According to The Block: Veridise reports that security audits of ZK projects are twice as likely to find critical issues as other audit types.

55% of the company’s ZK audits found critical issues, while only 27.5% of other DeFi audits found critical issues.

Blockchain security firm Veridise reports that audits of zero-knowledge projects are twice as likely to uncover critical issues as other audit types.

Veridise analyzed 1,605 vulnerability findings from its most recent 100 audits, averaging about 16 findings per audit, with the ZK audit average being slightly higher at 18 findings.

However, when focusing on critical vulnerabilities, Veridise found that 55% (11 out of 20) of ZK audits contained critical issues, while only 27.5% (22 out of 80) of other audits (including smart contracts, wallet integrations, blockchain implementations, and relayers) contained critical issues.

ZK protocols are becoming increasingly popular in the cryptocurrency space for their potential to enhance privacy and scalability in blockchain transactions. They enable one party to prove to another that a statement is true without revealing any information other than the validity of that statement.

However, Veridise said ZK security is “more challenging” and that the audit found more critical vulnerabilities due to complex cryptographic constructions and the innovative nature of the ZK protocol, which often pushes the boundaries of existing cryptographic techniques.

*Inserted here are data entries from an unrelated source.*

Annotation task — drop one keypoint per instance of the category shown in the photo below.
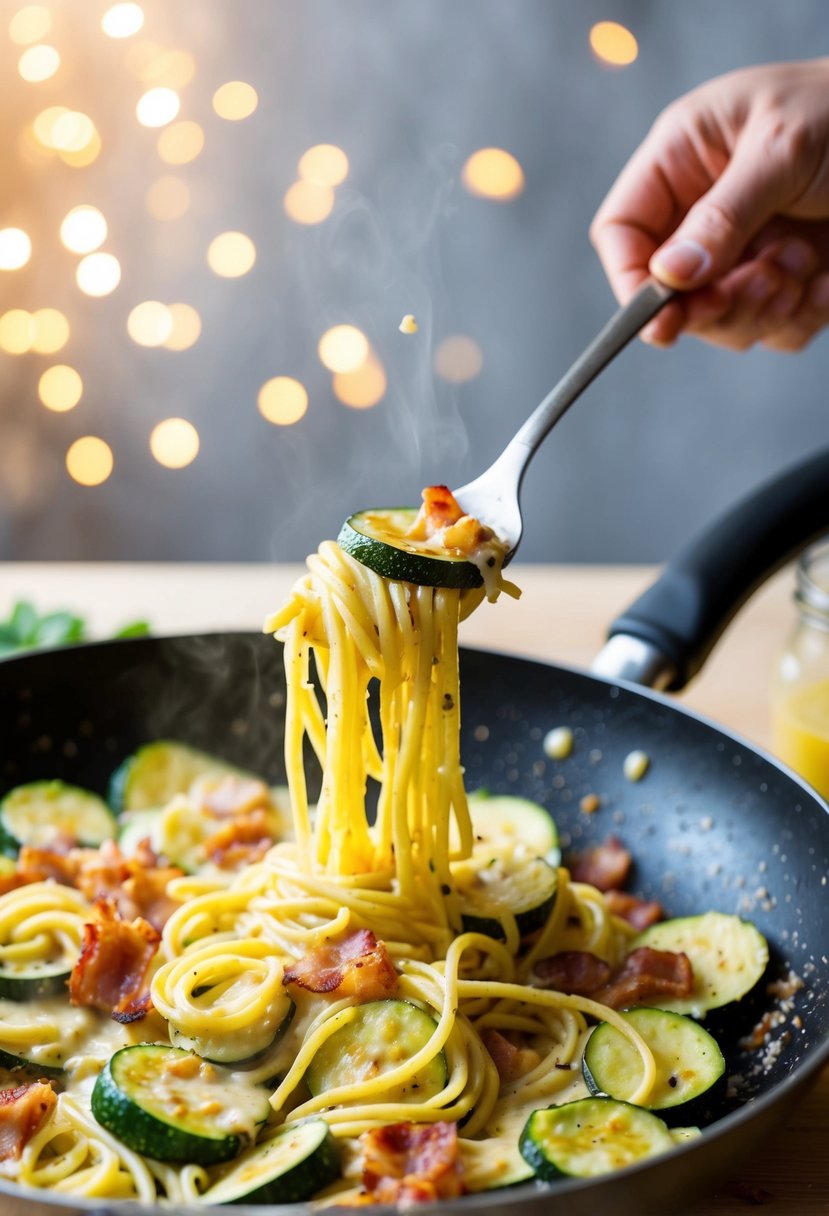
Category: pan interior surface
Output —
(712, 825)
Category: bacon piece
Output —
(357, 966)
(22, 1112)
(576, 972)
(641, 913)
(646, 974)
(111, 973)
(411, 1163)
(605, 866)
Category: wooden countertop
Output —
(562, 617)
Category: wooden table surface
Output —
(562, 617)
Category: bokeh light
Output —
(51, 331)
(457, 359)
(174, 443)
(343, 348)
(309, 202)
(231, 254)
(235, 100)
(186, 327)
(122, 21)
(16, 331)
(89, 461)
(29, 24)
(613, 44)
(168, 198)
(492, 173)
(60, 388)
(39, 63)
(325, 163)
(282, 400)
(15, 248)
(150, 324)
(97, 274)
(362, 388)
(180, 142)
(157, 107)
(83, 229)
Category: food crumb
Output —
(558, 743)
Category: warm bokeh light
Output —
(39, 63)
(457, 359)
(157, 107)
(325, 163)
(97, 274)
(235, 100)
(150, 324)
(282, 400)
(83, 229)
(16, 331)
(15, 248)
(492, 173)
(51, 331)
(168, 198)
(613, 44)
(364, 388)
(186, 327)
(122, 21)
(174, 443)
(180, 142)
(60, 388)
(343, 348)
(309, 202)
(231, 254)
(89, 461)
(29, 24)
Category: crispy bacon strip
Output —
(637, 912)
(356, 966)
(111, 973)
(411, 1163)
(605, 866)
(22, 1112)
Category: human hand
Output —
(727, 200)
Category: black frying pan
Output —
(715, 823)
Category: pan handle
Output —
(666, 635)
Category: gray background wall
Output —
(409, 89)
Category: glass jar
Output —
(800, 693)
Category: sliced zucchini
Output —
(381, 1036)
(515, 884)
(688, 1059)
(288, 1167)
(728, 957)
(590, 1137)
(378, 539)
(505, 820)
(171, 1105)
(157, 772)
(44, 811)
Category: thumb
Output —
(753, 187)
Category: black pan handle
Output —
(665, 637)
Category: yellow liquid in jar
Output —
(800, 726)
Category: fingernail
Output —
(682, 263)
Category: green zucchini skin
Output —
(591, 1137)
(401, 563)
(287, 1169)
(688, 1060)
(120, 1105)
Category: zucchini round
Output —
(169, 1104)
(381, 1036)
(287, 1169)
(590, 1137)
(378, 539)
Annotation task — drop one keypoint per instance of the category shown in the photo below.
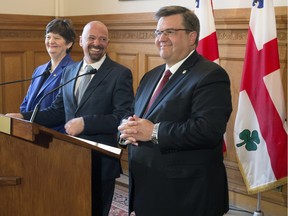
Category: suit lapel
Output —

Jon Stephens, CEO and co-founder of Veridise, told The Block, “Developing ZK circuits requires reasoning precisely about the semantics of the operations in the witness generator. If those semantics are not correctly encoded as constraints, bugs will appear. You will literally have more bugs in the circuits because this is so different from the typical programming paradigm.”

Overall, the most common vulnerabilities found by Veridise audits were logic errors (385), maintainability (355), and data validation (304), accounting for 65% of all issues found. These three categories of issues also dominated the vulnerabilities found by the 360 ​​ZK audits.

While maintainability issues are not strictly security vulnerabilities, including, for example, poor coding practices, they are sometimes just one step away from becoming critical bugs.

Of the 223 severe (critical or high-level) issue types found, logic errors (91) and data validation (35) issues dominated, followed by "unconstrained circuits" (19), denial of service (16), and access control (13) vulnerabilities. These five types accounted for 78% of all high-severity issues in the audit, with a total of 174 vulnerabilities found.

Among the vulnerabilities found by the ZK audit project, while severe issues accounted for 10% to 30% of most vulnerability types, "unconstrained circuits" had a 90% chance of containing critical or high-level issues.

Veridise explained that "unconstrained circuits" are a typical problem in zero-knowledge related audits, where the constraints of an arithmetic circuit do not adequately enforce all the necessary conditions to check whether certain calculations are performed correctly. This situation does not occur in traditional smart contracts.

This means that a malicious party can craft a proof that tricks a validator into accepting a false claim as true, severely compromising the integrity of the protocol.

In Veridise’s audits, zero-knowledge techniques are often applied to critical infrastructure protocols such as L2 ZK-rollups, ZK-VMs, and the circom library - where Veridise previously discovered a “million-dollar” ZK bug. The security of these protocols is extremely important because it affects all decentralized applications built on top of them.

In addition, logic errors are the failure to perform the intended function due to errors in the logical flow of the code. A typical example is a smart contract that mistakenly allows users to withdraw funds that exceed their balance. Data verification issues involve the failure to properly verify the correctness, completeness, and authenticity of data.

Denial of service issues involve attacks intended to disrupt the normal operation of the protocol, for example a smart contract may be incorrectly designed to allow an attacker to consume all available gas.

Finally, access control issues concern users' ability to access restricted areas or functions.

Veridise claims that more than $10 billion has been hacked from various blockchain and DeFi platforms since 2018. A better understanding of these types of vulnerabilities can help guide Web3 projects to focus on the most serious vulnerabilities and proactively protect against them.